Architects and designers are looking towards not only the hospitality and residential sectors for ideas, but also to the technology industry where experience design has played a significant role in office design for years. International design firm Hassell recently teamed up with specialist user experience studio FreeState to do just this.
Disruptive innovation that started in the tech industry has moved into the mainstream, driving businesses towards collaboration as a means of improving innovation
“Unlike hospitality clients, workplace clients never asked themselves what should the experience be like? One of the most significant translations of hotel design to office design is thinking about the total experience for the visitor from beginning to end – from the moment you enter to the moment you leave,” says Matthew Blain, who is a principal at the company.
“Traditional organisations now aspire to innovate and to do so they want to tap into the entrepreneurial sub-culture that exists in their own organisations but also to engage with a wider entrepreneurial pool of talent who often occupy co-working spaces. Disruptive innovation that started in the tech industry has moved into the mainstream, driving businesses towards collaboration as a means of improving innovation.”
Ditching office gimmicks
Technology companies such as Google were among the earliest adopters of experience design for the workplace.

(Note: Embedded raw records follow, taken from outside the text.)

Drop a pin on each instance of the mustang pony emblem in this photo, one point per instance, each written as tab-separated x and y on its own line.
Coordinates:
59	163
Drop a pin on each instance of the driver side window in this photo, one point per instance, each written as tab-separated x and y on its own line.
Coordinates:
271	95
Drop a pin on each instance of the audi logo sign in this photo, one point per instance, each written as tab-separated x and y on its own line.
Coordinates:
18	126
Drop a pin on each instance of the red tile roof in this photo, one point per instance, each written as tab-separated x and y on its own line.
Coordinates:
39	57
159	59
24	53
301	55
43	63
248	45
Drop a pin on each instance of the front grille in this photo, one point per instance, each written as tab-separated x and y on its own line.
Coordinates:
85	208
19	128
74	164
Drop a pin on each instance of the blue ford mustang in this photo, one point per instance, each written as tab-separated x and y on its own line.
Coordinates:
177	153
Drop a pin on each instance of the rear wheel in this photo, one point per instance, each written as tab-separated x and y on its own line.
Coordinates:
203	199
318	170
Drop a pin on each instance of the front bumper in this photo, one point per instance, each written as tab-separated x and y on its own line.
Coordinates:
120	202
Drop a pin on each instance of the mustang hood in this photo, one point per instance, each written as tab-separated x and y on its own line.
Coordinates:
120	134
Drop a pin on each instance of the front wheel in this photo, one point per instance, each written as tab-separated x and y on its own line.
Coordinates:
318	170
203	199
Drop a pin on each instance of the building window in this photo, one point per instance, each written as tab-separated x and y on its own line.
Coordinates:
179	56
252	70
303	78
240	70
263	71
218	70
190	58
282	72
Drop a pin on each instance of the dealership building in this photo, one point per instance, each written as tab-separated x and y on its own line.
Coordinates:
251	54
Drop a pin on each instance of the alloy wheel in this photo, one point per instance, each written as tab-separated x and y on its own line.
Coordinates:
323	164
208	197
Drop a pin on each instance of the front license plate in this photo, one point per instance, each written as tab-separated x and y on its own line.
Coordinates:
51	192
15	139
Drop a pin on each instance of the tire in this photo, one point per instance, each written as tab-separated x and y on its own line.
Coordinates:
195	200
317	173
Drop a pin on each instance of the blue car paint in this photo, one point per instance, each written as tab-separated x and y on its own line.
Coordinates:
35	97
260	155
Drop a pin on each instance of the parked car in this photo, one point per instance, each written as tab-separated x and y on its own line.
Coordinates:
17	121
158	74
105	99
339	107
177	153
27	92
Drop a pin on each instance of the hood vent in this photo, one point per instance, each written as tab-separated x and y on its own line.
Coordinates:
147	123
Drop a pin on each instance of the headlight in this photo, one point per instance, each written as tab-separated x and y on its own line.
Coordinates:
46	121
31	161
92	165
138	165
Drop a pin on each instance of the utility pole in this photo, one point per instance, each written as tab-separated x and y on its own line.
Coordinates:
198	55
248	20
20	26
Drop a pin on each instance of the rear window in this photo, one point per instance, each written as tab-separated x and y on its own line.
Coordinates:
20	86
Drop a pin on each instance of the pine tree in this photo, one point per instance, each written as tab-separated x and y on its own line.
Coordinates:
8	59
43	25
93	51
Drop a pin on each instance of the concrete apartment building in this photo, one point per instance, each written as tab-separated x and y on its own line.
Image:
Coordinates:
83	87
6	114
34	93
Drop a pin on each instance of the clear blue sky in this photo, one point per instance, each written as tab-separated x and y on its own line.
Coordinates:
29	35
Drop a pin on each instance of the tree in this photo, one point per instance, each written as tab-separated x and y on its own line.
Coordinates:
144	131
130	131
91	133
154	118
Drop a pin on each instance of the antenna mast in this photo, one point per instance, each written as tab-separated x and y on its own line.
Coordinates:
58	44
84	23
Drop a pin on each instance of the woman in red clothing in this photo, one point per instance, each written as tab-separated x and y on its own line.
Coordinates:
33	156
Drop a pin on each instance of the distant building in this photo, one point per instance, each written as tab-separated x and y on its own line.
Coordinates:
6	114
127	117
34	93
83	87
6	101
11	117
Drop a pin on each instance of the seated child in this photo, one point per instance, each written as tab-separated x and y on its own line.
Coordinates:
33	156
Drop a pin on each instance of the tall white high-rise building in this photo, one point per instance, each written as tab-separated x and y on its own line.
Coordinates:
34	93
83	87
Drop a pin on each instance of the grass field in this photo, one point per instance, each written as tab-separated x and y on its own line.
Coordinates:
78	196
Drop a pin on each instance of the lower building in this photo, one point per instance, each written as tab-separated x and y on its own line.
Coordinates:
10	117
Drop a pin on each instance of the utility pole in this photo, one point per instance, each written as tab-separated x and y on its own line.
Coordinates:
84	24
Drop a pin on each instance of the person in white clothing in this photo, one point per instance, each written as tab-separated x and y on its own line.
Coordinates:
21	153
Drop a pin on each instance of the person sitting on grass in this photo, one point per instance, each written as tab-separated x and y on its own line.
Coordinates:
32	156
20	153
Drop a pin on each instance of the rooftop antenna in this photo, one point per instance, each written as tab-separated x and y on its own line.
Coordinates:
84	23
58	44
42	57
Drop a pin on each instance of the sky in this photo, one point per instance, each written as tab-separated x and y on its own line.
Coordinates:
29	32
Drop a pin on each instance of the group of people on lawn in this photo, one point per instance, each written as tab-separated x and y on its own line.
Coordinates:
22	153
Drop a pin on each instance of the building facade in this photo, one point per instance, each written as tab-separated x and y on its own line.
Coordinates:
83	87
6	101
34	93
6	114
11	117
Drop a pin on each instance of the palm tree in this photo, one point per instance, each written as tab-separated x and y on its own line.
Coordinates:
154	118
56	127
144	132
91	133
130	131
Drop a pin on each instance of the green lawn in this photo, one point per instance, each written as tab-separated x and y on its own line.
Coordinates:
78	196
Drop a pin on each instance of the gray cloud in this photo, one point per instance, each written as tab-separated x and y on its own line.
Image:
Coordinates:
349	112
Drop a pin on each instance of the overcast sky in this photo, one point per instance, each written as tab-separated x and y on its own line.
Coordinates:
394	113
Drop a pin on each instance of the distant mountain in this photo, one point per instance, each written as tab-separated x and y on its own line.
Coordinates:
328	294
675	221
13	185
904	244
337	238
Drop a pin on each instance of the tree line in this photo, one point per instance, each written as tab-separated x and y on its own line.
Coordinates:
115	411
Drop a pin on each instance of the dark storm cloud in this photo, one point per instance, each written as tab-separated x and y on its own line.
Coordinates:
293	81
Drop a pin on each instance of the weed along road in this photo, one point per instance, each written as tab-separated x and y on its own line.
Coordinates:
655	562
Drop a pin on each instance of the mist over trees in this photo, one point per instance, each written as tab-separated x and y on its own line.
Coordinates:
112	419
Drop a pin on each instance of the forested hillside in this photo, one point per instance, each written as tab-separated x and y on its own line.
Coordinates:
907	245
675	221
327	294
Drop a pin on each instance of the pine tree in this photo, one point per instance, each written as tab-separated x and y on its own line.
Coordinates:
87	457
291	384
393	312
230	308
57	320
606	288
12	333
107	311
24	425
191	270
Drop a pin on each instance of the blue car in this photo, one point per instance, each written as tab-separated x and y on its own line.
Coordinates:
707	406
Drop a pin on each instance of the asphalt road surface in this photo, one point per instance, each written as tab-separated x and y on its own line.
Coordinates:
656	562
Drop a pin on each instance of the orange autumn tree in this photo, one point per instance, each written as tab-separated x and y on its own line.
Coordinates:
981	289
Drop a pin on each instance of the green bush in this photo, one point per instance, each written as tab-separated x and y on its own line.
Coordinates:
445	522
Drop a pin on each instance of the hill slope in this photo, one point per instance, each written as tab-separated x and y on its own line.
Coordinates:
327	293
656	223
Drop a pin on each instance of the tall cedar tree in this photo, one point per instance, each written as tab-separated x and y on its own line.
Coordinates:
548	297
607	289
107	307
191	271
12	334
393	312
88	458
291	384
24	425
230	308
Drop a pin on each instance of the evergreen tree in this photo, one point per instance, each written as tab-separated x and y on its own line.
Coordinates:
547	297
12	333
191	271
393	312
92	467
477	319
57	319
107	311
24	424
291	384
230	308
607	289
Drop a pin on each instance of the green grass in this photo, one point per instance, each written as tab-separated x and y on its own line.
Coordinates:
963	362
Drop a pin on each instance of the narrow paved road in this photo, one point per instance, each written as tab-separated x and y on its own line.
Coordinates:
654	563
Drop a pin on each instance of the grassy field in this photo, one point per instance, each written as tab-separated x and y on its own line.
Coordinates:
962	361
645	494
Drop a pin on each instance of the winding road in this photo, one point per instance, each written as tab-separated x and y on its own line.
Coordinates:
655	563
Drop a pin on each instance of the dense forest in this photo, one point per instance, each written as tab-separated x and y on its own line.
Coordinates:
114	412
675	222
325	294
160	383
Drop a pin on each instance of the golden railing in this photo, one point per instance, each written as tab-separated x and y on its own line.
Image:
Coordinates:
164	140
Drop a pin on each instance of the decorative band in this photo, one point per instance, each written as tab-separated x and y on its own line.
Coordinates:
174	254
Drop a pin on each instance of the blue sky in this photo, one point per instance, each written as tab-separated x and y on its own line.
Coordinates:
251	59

But its initial approach, which saw the company including gimmicky design elements such as indoor slides and themed rooms in its UK offices, are being swept away by more sophisticated offerings.
Over the last five years, a deluge of co-working spaces opened across UK cities, targeting startup companies and freelancers seeking affordable offices. The sheer variety of users of these shared office spaces have forced their designers to create diverse settings within one building, ranging from the completely private to the deliberately social and noisy.
Receptions more akin to lounges are designed to create a welcoming and less office-like environment on visitors’ first impression, while folding doors can be used to open private meeting rooms to the room. Here, choice and adaptability of workspace are key.
“Technology companies like Google really planted the seed for this new way of working. Once other companies wanted to compete with the tech companies for talent, they had to come with more innovative ways to engage employees and respond to what people wanted in a workplace,” says Miguel McKelvey, who is the co-founder of one of the UK’s biggest shared office providers, WeWork.
“When we first started, we were trying to replicate successful residential and boutique hotel design to create something that felt like a welcoming and emotionally supportive environment. You want to give inhabitant options, many different ways to be in the space, to let them search out places to exist, rather than give them a set formula.”
WeWork runs 14 co-working offices in London and is seeing an ever-increasing demand for less structured workspaces, with members appreciating that productivity may not necessarily be linked to desk time.
The success of this more flexible model for office design is beginning to be measured in workplace surveys, which show that well-designed offices can have a positive impact on workers and in turn on the growth of their companies.
“One thing that’s being learnt from retail and healthcare is evidence-based design, basing design decisions on robust evidence. The tsunami of data, gathering techniques and technologies in the workplace, is enabling this and it’s a good thing,” says Tim Oldman, who set up the Leesman Index to measure how workplace design affects work productivity.
“Workplaces with outstanding collaborative, informal and social spaces are the ones where employees report the highest sense of pride, enjoyment and productivity. And these spaces are no longer the reserve of the tech giants or web startups. Banks, retailers and manufacturing companies are realising this and producing a new wave of socially cohesive spaces,” says Mr Oldman.